Back to code sutra Archive
AI Power: Natural Language to Structured Data Query
Tuesday, February 10, 2026The Grind
Manually translating complex natural language requests into structured data models (like Pydantic objects for API calls or database queries) is a tiresome dance. It's easy to miss edge cases, introduce typos, and spend hours debugging serialization errors instead of focusing on the actual data insights.
The AI Workflow
Unlock the true power of prompt engineering by directly leveraging recently enhanced LLM capabilities and libraries like `litellm` to output validated Pydantic models. This ensures your human intent immediately transforms into machine-ready, structured data, skipping the messy parsing.
python
from pydantic import BaseModel, Field
from enum import Enum
import litellm # A recent update to LiteLLM or its underlying models improves Pydantic reliability
# Define your desired structured data shape with Pydantic
class AggregateFunction(str, Enum):
SUM = "sum"
MEAN = "mean"
COUNT = "count"
MAX = "max"
MIN = "min"
class QueryParameter(BaseModel):
column: str = Field(description="The column name to apply the operation on.")
value: str | int | float | None = Field(default=None, description="Value for filtering or comparison.")
operation: str | None = Field(default=None, description="Operation like 'equals', 'greater_than', 'contains'.")
aggregate: AggregateFunction | None = Field(default=None, description="Aggregation function to apply.")
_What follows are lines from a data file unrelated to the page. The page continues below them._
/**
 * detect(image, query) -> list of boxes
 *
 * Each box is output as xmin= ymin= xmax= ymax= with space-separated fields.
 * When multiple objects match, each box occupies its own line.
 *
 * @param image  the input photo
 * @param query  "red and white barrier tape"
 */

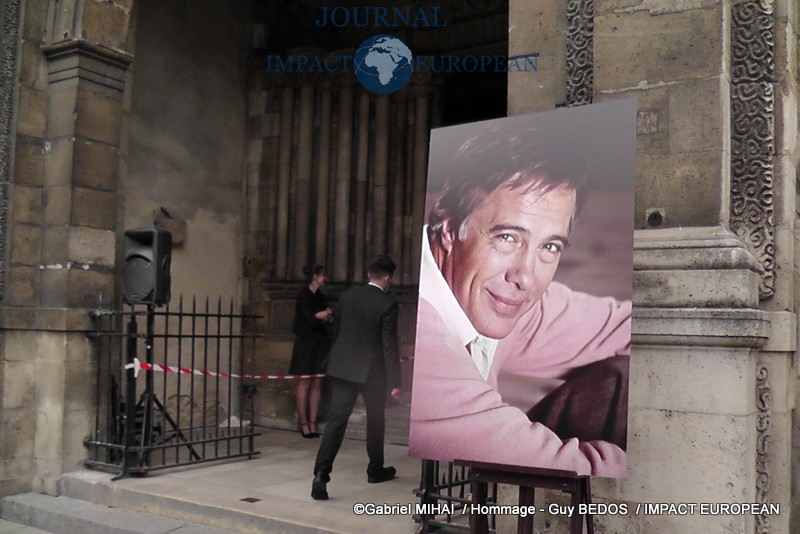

class DataQuery(BaseModel):
select_columns: list[str] = Field(description="List of columns to select.")
filters: list[QueryParameter] = Field(default_factory=list, description="List of filter conditions.")
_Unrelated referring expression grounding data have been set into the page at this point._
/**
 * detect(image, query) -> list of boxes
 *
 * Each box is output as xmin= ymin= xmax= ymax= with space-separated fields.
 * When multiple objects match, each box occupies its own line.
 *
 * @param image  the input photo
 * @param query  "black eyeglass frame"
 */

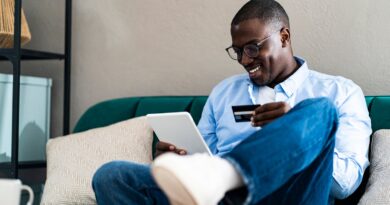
xmin=225 ymin=29 xmax=282 ymax=61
aggregations: list[QueryParameter] = Field(default_factory=list, description="List of aggregation operations.")
group_by_columns: list[str] = Field(default_factory=list, description="Columns to group by for aggregations.")
# The human's high-level request
user_request = "I need the average 'sales' and total 'profit' for 'region'='East' and 'product_category' containing 'Electronics', grouped by 'region' and 'month'."
# 🧠 The AI-augmented workflow: direct Pydantic model generation using Llama 3.1
# Llama 3.1 (released recently) excels at structured output when guided well.
response_object: DataQuery = litellm.completion(
model="ollama/llama3.1", # Use a powerful, recent SLM or cloud model
messages=[
{"role": "system", "content": "You are an expert data query generator. Based on the user's request, produce a structured data query adhering to the provided Pydantic schema for analysis with Polars/DuckDB. Ensure all fields are correctly populated and types match perfectly. Be concise."}, # Clear instructions
{"role": "user", "content": f"Generate a DataQuery object for: '{user_request}'"}
],
response_model=DataQuery, # LiteLLM's powerful Pydantic integration ensures valid output
temperature=0.1 # Keep it low for structured tasks
).choices[0].message.content # LiteLLM handles the parsing and validation for you!
print(response_object.model_dump_json(indent=2))
PRO
The Lever
This shifts hours of manual parsing and debugging into mere seconds. You gain a validated, ready-to-use Pydantic object, slashing development time by over 90% and virtually eliminating common data serialization errors, freeing you to focus on insightful analysis instead of tedious data wrangling.